Le bois de chauffe est encore massivement utilisé bien qu’il soit de plus en plus difficile à trouver dans les zones protégées des villages. Une ONG camerounaise a enseigné aux femmes comment produire du charbon organique mais il n’y a pas eu de partage de connaissance à destination du reste du village. Il apparaît donc nécessaire d’encadrer les femmes dans la diffusion des bonnes pratiques. 

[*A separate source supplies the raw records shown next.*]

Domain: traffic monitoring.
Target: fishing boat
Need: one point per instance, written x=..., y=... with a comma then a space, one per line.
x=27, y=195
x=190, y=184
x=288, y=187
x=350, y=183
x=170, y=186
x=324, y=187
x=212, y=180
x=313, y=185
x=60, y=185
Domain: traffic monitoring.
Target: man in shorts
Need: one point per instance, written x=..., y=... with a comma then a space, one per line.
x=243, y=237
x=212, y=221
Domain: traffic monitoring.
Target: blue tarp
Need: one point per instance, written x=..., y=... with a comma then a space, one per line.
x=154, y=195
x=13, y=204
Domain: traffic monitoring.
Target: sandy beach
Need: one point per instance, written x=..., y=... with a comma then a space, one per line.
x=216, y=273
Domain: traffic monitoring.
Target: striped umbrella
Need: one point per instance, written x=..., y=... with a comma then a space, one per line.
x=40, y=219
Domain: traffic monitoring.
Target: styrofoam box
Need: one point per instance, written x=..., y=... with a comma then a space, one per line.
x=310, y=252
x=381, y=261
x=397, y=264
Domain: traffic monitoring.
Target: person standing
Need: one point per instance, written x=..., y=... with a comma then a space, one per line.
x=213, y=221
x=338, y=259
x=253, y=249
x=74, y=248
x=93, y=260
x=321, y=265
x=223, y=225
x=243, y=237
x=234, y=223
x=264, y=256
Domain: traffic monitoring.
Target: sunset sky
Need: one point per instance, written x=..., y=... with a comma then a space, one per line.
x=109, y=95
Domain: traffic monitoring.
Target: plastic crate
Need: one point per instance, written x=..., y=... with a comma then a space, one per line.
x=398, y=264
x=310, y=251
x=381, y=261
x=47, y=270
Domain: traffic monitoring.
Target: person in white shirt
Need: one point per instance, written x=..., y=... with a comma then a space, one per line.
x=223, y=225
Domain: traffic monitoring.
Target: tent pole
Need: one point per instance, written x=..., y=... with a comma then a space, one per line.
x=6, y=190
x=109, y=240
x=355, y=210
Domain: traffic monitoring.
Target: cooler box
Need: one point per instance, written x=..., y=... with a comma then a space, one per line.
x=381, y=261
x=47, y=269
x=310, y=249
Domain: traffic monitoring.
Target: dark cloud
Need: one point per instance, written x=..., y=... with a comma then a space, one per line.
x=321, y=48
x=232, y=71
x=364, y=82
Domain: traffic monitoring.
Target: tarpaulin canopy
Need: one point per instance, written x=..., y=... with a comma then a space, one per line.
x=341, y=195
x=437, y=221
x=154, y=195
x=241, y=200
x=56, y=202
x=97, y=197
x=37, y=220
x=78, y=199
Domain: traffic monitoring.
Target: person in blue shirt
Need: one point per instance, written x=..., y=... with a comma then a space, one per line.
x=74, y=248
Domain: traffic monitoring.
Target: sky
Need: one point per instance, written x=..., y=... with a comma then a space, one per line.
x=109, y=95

En résumé, les femmes souhaiteraient :
  • des engrais pour augmenter la production
  • des décortiqueuses
  • de la lumière et un frigo (solaire) pour stocker les jus
  • de la lumière le soir pour que les enfants puissent étudier
  • un pressoir mécanique
  • de l’éclairage public pour créer des regroupements le soir et générer de l’argent

Du côté des hommes

La plupart des hommes pratiquent à la fois l’agriculture et l’élevage à des fins consommatrices et commerciales. Ils élèvent principalement le gros bétail (notamment des bœufs) et le petit bétail (chèvres et moutons). En ce qui concerne la vente, ils disposent d’un abattoir qui leur permet de vendre au kilogramme. Cependant, lorsqu’ils ne parviennent pas à écouler la viande de l’animal, ils sont obligés de fumer le reste car ils n’ont pas de moyens de conservation (congélateur ou chambre froide). Ils utilisent également les déchets de leur bétail pour améliorer la fertilité des sols.

Le projet INNOVACC vise donc à améliorer les conditions de vie des populations rurales du Nord du Cameroun en renforçant leur résilience face au changement climatique et en favorisant le développement économique local.